I would have to say that there is nothing moral about utilitarianism. And I must disagree that "make me happier" is relative. Moral relativity would say that "make me happier" is not moral at all. Moral relativity says that no person's value fulfillment is objectively "moral." Moral relativity denies any true "good" or "bad."
In regards to dying for his wife, Olly forgets that the only reason he would do it is because he wanted to do it. And the only reason he would want to do it is because it would make him happier than if he didn't. Olly would be hard-pressed to explain how he would freely perform an action that he didn't really want to do.
As far as serial killers go, if the only thing they value is killing other people, then they are violating the axiom of identity. They are assuming that they own these other people when they force their values upon them and kill them. Besides, the moral razor will slice the serial killer's logic to pieces. If the serial killer thinks its ok to kill others, then logically, the serial killer must admit that it’s ok for another to kill him. He must admit the validity of another person wanting to kill him, and he must not stand in the way of that happening. Furthermore, if a serial killer values the death of any given individual, why doesn't he value the death of himself as well? Why not commit suicide while he's at it?
In fact, the serial killer is the ultimate and relativist. A serial killer must deny individualism and self-ownership; he must deny that each individual is a valid sovereign entity who owns himself and determines his own values and actions. A serial killer must totally deny any universal moral principle, for the serial killer must necessarily apply different rules to himself than he does to everyone else.
Olly wraps up his serial killer argument:
So either you can argue that what they are doing IS indeed morally acceptable, with all of the obvious problems that come with that, or you can argue that it is immoral for them to kill people. But if that’s the case, then they are putting other-interests ahead of their own self-interest, in order to be more ‘moral’.

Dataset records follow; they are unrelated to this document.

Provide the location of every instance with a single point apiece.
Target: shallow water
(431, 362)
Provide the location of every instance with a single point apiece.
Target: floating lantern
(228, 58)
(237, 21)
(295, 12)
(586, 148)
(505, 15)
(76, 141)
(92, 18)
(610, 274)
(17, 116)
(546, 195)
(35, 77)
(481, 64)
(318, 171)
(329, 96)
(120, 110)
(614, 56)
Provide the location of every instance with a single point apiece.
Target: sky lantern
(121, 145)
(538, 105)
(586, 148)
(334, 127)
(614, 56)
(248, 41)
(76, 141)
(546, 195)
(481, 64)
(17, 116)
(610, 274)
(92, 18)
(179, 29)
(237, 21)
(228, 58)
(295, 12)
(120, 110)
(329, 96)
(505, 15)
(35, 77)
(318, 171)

This is incorrect. The serial killer would not be putting other people's interests ahead of his own. What he would be doing by not killing people, is recognizing that he never owned those other individuals in order for him to assign his values to them in the first place. The serial killer, in choosing to not kill others, would simply be recognizing that everyone owns themselves, and that it is not possible for him to legitimately force his values onto others. By not forcing his values onto others, the serial killer is not putting the interests of others ahead of his own, but merely recognizing that other people with other values exist, just like him, and that they are free to act on their own values, just like him. By not killing people, the serial killer would be consistently applying to all individuals what he already applied to himself.